Dios asintió ante sus palabras: “Así es”.

El filósofo despertó súbitamente de su trance y observó con una calma pasmosa el precioso firmamento estrellado. Entonces, uno de sus compañeros se le acercó con gran cautela, y le instó a que relatara su experiencia. El viejo filósofo ni tan siquiera le miró, abandonando el recinto despaciosamente. Algunos que le vieron irse afirmaron que su mirada era de lúcida melancolía.
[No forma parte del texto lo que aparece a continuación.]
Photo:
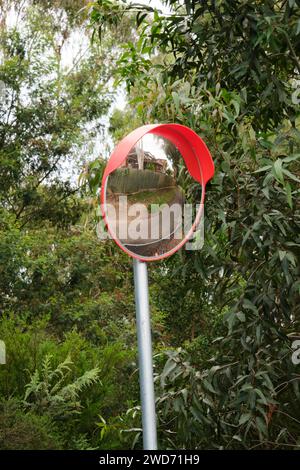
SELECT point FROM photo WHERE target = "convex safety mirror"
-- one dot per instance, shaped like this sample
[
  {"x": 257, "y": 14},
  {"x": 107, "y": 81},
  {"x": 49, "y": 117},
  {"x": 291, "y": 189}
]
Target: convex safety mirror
[{"x": 146, "y": 189}]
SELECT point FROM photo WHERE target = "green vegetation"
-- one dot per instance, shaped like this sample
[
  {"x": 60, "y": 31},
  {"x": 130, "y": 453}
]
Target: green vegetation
[{"x": 224, "y": 318}]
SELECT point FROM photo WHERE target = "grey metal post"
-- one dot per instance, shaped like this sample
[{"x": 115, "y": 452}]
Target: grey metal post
[{"x": 145, "y": 354}]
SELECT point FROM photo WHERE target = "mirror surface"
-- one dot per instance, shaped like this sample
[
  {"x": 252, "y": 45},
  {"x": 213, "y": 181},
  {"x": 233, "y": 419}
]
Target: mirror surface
[{"x": 147, "y": 198}]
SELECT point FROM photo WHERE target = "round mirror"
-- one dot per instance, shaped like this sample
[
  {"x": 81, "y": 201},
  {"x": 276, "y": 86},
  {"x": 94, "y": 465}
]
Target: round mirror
[{"x": 147, "y": 198}]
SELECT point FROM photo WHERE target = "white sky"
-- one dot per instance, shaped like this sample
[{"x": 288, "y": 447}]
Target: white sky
[{"x": 74, "y": 47}]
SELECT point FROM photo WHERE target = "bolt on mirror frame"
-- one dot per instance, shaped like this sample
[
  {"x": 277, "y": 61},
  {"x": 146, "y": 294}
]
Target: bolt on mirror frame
[{"x": 195, "y": 154}]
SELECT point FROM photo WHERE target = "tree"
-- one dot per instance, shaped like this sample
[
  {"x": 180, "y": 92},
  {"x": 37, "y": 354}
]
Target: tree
[
  {"x": 47, "y": 113},
  {"x": 230, "y": 71}
]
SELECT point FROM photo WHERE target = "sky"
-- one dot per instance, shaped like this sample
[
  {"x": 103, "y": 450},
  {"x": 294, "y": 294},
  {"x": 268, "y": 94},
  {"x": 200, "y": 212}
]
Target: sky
[{"x": 75, "y": 47}]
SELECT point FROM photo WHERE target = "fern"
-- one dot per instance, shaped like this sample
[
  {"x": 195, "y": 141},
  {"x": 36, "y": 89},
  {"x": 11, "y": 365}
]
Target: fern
[{"x": 48, "y": 390}]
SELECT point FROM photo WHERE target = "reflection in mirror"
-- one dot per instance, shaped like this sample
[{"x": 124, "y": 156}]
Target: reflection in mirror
[{"x": 145, "y": 198}]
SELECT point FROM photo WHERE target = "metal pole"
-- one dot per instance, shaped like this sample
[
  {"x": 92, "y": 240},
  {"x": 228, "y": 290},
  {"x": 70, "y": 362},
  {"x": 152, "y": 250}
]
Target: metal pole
[{"x": 145, "y": 354}]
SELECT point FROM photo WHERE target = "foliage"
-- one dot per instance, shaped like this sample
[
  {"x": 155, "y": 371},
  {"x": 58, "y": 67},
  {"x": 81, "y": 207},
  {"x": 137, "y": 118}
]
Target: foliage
[
  {"x": 25, "y": 431},
  {"x": 230, "y": 71},
  {"x": 49, "y": 391}
]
Lo cierto es que al anciano filósofo jamás se le volvió a ver envuelto en un acto de teúrgia, y dicen quienes le conocían que retornó a la ciudad y que contrajo matrimonio, y que su vida a partir de entonces transcurrió apaciblemente. Dicen además que partir de ese postrero ritual teúrgico, del que nunca mencionó palabra, escribió abundantemente sobre pergamino y que, según cuentan, su voluminosa obra pereció en Alejandría. No volvió a hablar de filosofía en público ni a intercambiar una sola palabra en simposio o diálogo abierto con otros sabios, y quienes tuvieron la paciencia y el talento de leer sus escritos, convinieron en que abandonó las enseñanzas de los grandes maestros, sin contradecirles abiertamente. Afirman además que pudo haber instaurado su propia escuela, pero que carecía de tales aspiraciones.

Y los que más insistieron en preguntarle sobre este su último acto de teúrgia, sólo obtuvieron por respuesta una enigmática perorata: “Luché contra un espíritu burlón y poderoso, y al final me venció en un absurdo juego de logomaquia”.